Mixed xenogeneic chimerism is a promising approach to achieving tolerance across allogeneic and xenogeneic barriers.  T cell tolerance, which is achieved through mixed chimerism, assures the absence of an induced antibody response to the donor. However, natural antibodies (NAb) limit the success of xenogeneic transplantation. In addition to T cell tolerance^1,2, which develops largely through a deletional mechanism^2,3, mixed chimerism leads to tolerance of anti-carbohydrate (αGal) Nab-producing B cells in Gal transferase (GalT) knockout mice^4,5. Even the anti-Gal B cells in presensitized GalT KO mice can be rendered tolerant when high doses of Gal+ bone marrow are given⁶. Ratàmouse mixed xenogeneic chimeras prepared with non-myeloablative conditioning are tolerant at the level of NAb-producing B cells, both for αGal (in GalT KO mice) and for non-Gal specificities^7-10. Anti-Gal-reactive cells consist of B-1b B cells that are enriched in the peritoneal cavity and only produce antibody following activation in vitro^11,12 .  Upon antigen exposure in vivo, these cells can lose CD11b expression and migrate to the spleen^11,12.  Pre-existing anti-Gal-producing B cells are rapidly tolerized by an anergy mechanism that is later followed by deletion of donor-reactive B cells when mixed chimerism is induced with Gal+ donors^5,6,9.  This tolerance is dependent on complement receptor expression by non-hematopoietic cells of the recipient¹³, which we hypothesize are splenic follicular dendritic cells (FDCs) that pick up immune complexes via their complement receptors. New studies on the role of FDCs, complement and secreted antibody in tolerizing these anti-Gal-producing B cells will be presented. Our data collectively suggest a model wherein, upon binding to Gal antigen, Gal-binding B cells fix complement on the cell surface and interact with complement receptors expressed on FDCs.  These interactions may be critical both for anti-Gal antibody responses and tolerance induction by mixed chimerism induction.

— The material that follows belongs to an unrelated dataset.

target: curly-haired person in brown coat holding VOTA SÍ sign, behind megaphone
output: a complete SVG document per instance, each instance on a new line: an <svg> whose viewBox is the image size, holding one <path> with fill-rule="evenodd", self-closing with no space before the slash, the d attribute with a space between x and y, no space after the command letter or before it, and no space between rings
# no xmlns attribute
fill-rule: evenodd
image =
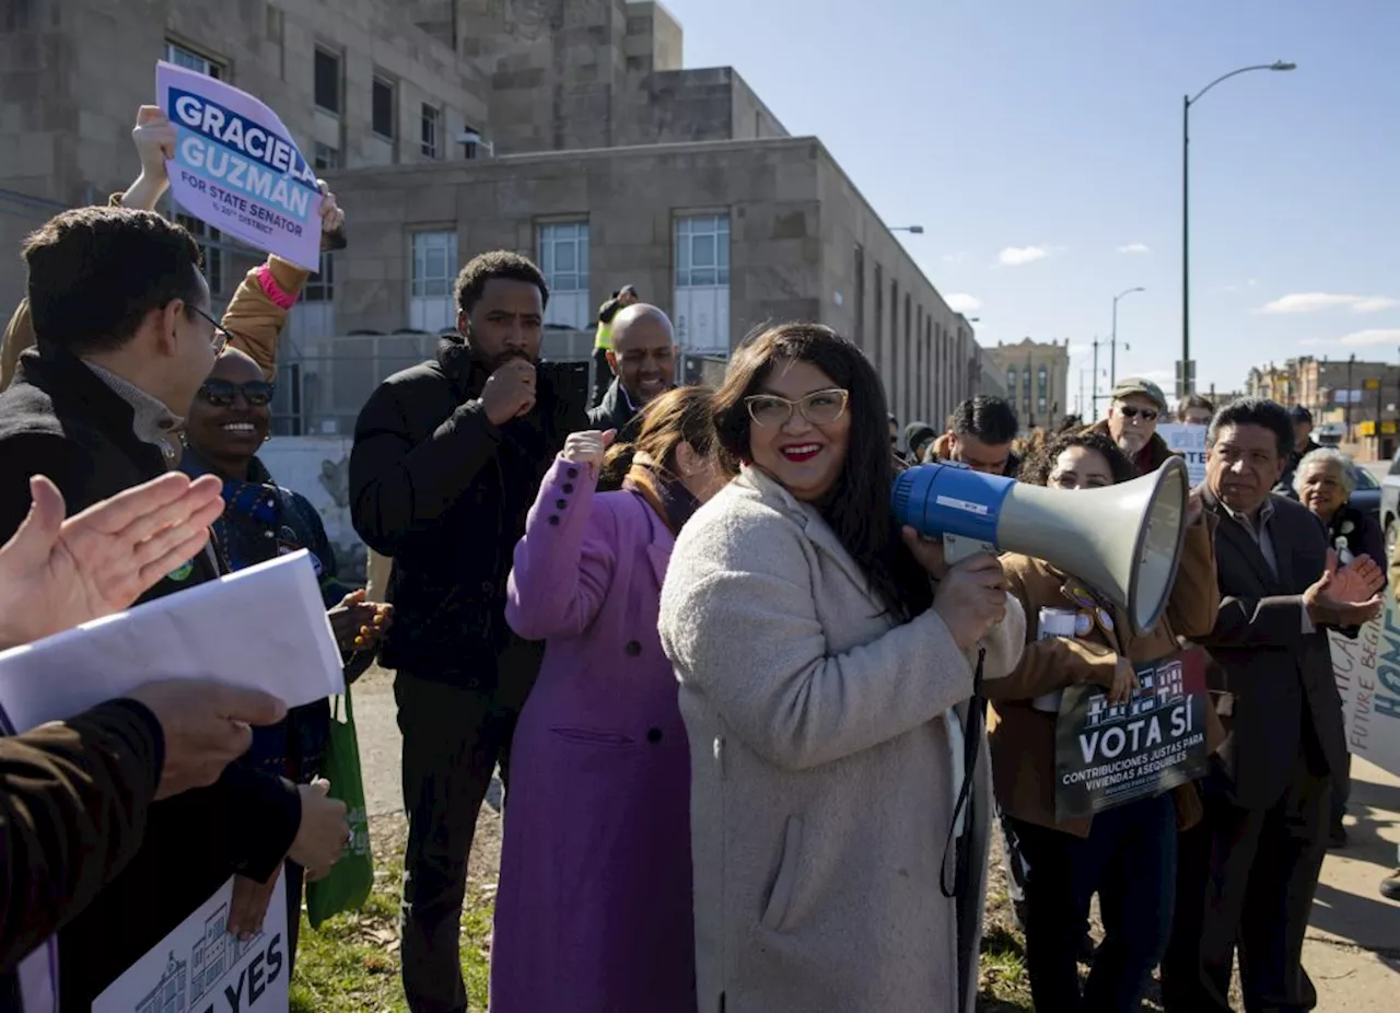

In mice that are presensitized to alloantigens and therefore contain preformed anti-donor alloantibodies, engraftment of bone marrow expressing the same alloantigens is markedly impaired.  When B cell-deficient mice were used as recipients, presensitization could be overcome with a non-myeloablative regimen involving high doses of donor marrow, permitting durable mixed chimerism and acceptance of second skin grafts by mice that had previously rejected donor skin¹⁴. However, this method did not achieve mixed chimerism in wild-type mice that were presensitized more than one year earlier and in which anti-donor alloantibody had disappeared.  The bone marrow transplant did not induce a secondary antibody response but was instead associated with an increase in anti-donor cytokine-producing T cells¹⁴.  Thus, in addition to producing alloantibodies that resist engraftment, B cells play an important role in driving a memory T cell alloresponse that is particularly resistant to conditioning with T cell depletion and costimulatory blockade. It will be essential to overcome this memory response in order to achieve mixed chimerism and allograft tolerance in allopresensitized recipients. Moreover, the ability to overcome presensitized anti-Gal responses with non-myeloablative conditioning by giving large doses of allogeneic Gal+ marrow suggest that a similar memory T cell population is not induced against carbohydrate antigens, making it possible to achieve mixed chimerism in the presence of high levels of these antibodies.